XTM vs RDF/OWL?

Background on the above issue, plus links to others then pursuing the same conversions appear in this 8/15/05 writeup (copy in /patterns) which a few of us in BioPAX tried to help Nada submit (unsuccessfully) for ad hoc funding by Google.

[Update of 6/30/08: This conversion (equivalence?) problem has long been significant for Modeler.  It needs to output EITHER of the above formats, in the UMLS ontologies of choice.  It can, by using appropriate screen scrapers - or go to CTM or Common Logic, or IKL, or CGIF or whatever   We plan to keep Lextender a format-agnostic doc tool; add Turtle support in it for SW semantic net menory systems; focus new work for both BioPax and NLU on portable associations [4] and PSAIDs [6], and wrap all Java APIs in Lisp or WORDS predicates.]

[1] http://www.nadahashmi.com/SummerOfCode.htm 

This spinoff proposal remains on the BioPAX wiki (copy in /patterns).  It expresses an approach to releasing formal OWL-DL ontologies via Modeler, which would better exploit modularity and require better documentation

[2] http://biopaxwiki.org/cgi-bin/moin.cgi/ReleaseToolsProposal

Independently, it also spec'd Barry Smith's conventions on modeling physical things, which at the time seemed a good idea because they linked BioPAX to OBO...

[3] http://biopaxwiki.org/cgi-bin/moin.cgi/CorePhysicalOntologyGuide

An important OWL-DL assoc-topic design pattern on associations and topics was spec'd (and later tested) that could (almost) formally re-express these key XTM objects as restricted classes.  Note: [4] does not allow Occurrences to have scope.  To fix, define them as a blank node with DataProperty String value(s) and ObjectProperty scoping topic(s).. 

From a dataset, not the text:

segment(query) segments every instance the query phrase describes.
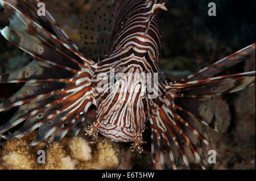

[4] http://www.lexikos.com/exhibit/cms/biopax/assoc-topic.ttl

A second worked example below shows how this ontology works for a complex "attachment" model, which was at the time driving people crazy with alternate models of the same thing.  . 
.
[5] http://www.lexikos.com/exhibit/cms/biopax/attachments.ttl

Better documentation and added care on physical/abstract conflation were to be enforced by requiring PSAIDs as part of the registration process for terms in each ontology module.  That could be conveniently asembled in Modeler from various sources.

[6] http://biopaxwiki.org/cgi-bin/moin.cgi/Self-Annotating_Identifers

A bulk data import service from existing data bases that could implicitly add PSAIDs to children of BioPAX classes, and help validate them, was also suggested as a new web service:

[7] http://www.lexikos.com/exhibit/10questions/interactions.jsp

An alternative import process would involve selectively scraping the screens of a loaded Modeler, with a scraper-embedded translation that used [4] and [6], as further discusssed in....

[8] http://www.lexikos.com/exhibit/cms/biopax/usecases.htm

None of the BioPAX proposals have (yet) borne fruit, as they arose just as a major group schism was erupting over the necessity of consistency in OWL models.  It grew, virtually ended effective group work, and persists to this day.